Roberto Campos Neto disse que ainda é cedo para falar em redução na taxa de juros — azedando o mercado e empurrando os juros futuros para cima e a Bolsa para baixo.
Com o discurso mais duro, o presidente do Banco Central sinalizou que a Selic ficará alta por mais tempo do que o precificado pelo mercado.
“Não pensamos em cortes de juros no momento,” disse Campos Neto. “Pensamos em finalizar o trabalho e isso significa a convergência da inflação.”
Segundo ele, houve um alívio recentemente na alta de preços, mas em grande parte sob influência das “medidas do governo” de redução de tributos. “Ainda tem um elemento de preocupação grande,” disse o presidente do BC. “A batalha não está ganha.”
Bruno Serra, o diretor de política monetária do BC, foi ainda mais incisivo e disse que considera “inconsistente” o mercado antecipar uma queda da Selic enquanto a inflação para os próximos anos estiver acima da meta.
“A expectativa para 2024, em particular, me incomoda,” disse Serra numa live da Bradesco Asset Management. “A gente está desancorado do centro da meta. O BC tem que manter uma postura bastante cautelosa alguns trimestres pela frente, permanecer vigilante.”
Serra disse que o mercado está “ansioso” para ver a queda da inflação ao esperar quedas de juros ainda no primeiro semestre do ano que vem — mas que é “desafiador imaginar um cenário desses” com a inflação acima da meta.
Os comentários provocaram um ajuste nos mercados brasileiros, em um movimento descolado dos mercados internacionais. Os juros futuros, que vinham operando em retração recentemente, registraram alta expressiva. O DI com vencimento em janeiro de 2024 voltou a ficar acima dos 13%.
Juros em alta, ações em queda: a paulada fez o Ibovespa tombar mais de 2%.
“A interpretação do mercado é que os juros ficarão elevados por mais tempo,” disse o economista Leonardo Costa, da ASA Investments. “O movimento de redução, previsto para o primeiro semestre, dependerá dos números da esperada retração na atividade econômica e do recuo na inflação de serviços.”
Um fator de incerteza é a política fiscal. “Pelos comentários, o BC quer demonstrar que agirá de maneira independente, antecipando uma possível falta de controle nos gastos públicos no próximo governo,” comentou um gestor.
O BC brasileiro não é o único que está lidando com uma inflação acima da meta. Em todo o mundo, os bancos centrais passam por uma situação semelhante, um reflexo da pandemia, do aumento dos gastos públicos e da guerra na Ucrânia.
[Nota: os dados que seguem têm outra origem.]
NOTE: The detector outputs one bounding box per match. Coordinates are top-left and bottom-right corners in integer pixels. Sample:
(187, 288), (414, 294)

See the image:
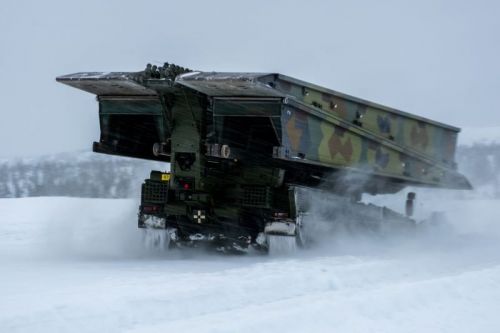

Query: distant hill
(0, 152), (169, 198)
(0, 127), (500, 198)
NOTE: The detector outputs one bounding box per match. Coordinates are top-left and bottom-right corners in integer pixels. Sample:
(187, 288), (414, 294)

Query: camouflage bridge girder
(57, 66), (470, 189)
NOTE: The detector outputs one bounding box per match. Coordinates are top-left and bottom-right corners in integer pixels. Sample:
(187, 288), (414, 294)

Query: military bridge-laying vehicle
(57, 63), (470, 250)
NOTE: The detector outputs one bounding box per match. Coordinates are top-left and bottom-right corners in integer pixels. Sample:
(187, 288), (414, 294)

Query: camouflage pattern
(274, 75), (459, 166)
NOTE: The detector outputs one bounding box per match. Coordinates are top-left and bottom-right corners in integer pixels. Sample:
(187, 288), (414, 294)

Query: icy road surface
(0, 198), (500, 333)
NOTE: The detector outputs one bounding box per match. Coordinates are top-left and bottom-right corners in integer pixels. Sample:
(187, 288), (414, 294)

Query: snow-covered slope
(0, 194), (500, 333)
(0, 152), (169, 198)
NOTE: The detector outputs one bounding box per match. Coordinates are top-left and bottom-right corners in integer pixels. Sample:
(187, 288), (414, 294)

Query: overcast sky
(0, 0), (500, 157)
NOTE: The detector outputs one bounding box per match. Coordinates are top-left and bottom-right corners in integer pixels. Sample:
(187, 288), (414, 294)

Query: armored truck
(57, 63), (470, 250)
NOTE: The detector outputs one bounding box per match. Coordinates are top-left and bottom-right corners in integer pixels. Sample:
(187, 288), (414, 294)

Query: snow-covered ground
(0, 192), (500, 333)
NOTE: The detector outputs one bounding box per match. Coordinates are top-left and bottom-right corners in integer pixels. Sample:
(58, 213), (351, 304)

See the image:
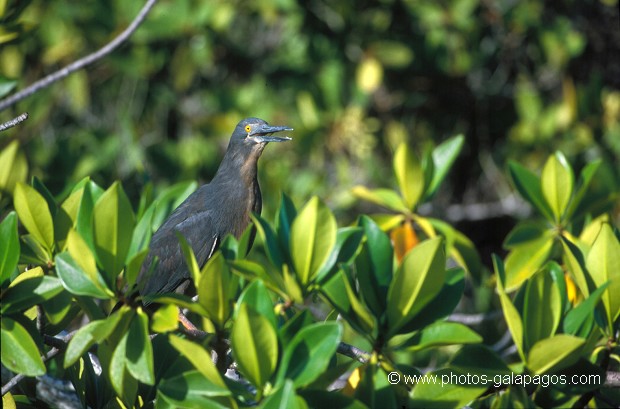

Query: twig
(336, 342), (370, 364)
(448, 310), (502, 325)
(0, 112), (28, 132)
(2, 331), (77, 396)
(0, 0), (157, 111)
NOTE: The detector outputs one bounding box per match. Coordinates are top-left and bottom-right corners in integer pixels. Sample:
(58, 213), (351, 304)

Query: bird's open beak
(249, 124), (293, 142)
O receio, como expresso nas declarações de Campos Neto e Serra, é perder a âncora para os próximos anos.
O BC não cumpriu a meta em 2021 e é dado como certo que não cumprirá também em 2022, apesar da queda na inflação causada pelas reduções de tributos.
O centro do objetivo para este ano é de 3,5%, com tolerância de até 5%. Segundo o boletim Focus do BC, os analistas esperam que o índice encerre o ano em 6,61%.
Para os próximos anos, espera-se uma desaceleração dos reajustes de preços. Ainda assim, os economistas preveem índices acima da meta em 2023 e 2024. Para 2023, o centro do alvo do BC é 3,25%, mas a mediana das expectativas indica uma alta de 5,27%. Em 2024, a meta é de 3%, e o mercado projeta 3,43%.
“No passado, o BC demorou a reagir à alta nos preços, mas agora os juros estão condizentes com a trajetória de queda na inflação,” comentou Tomás Awad, CIO da 3R Investimentos. “Uma Selic de 11,25%, como espera o mercado ao final do próximo ano, é uma taxa elevada, com juros reais acima de 5%.”
A próxima reunião do Copom ocorre nos dias 20 e 21 de setembro. As apostas majoritárias são de que a Selic será mantida em 13,75%.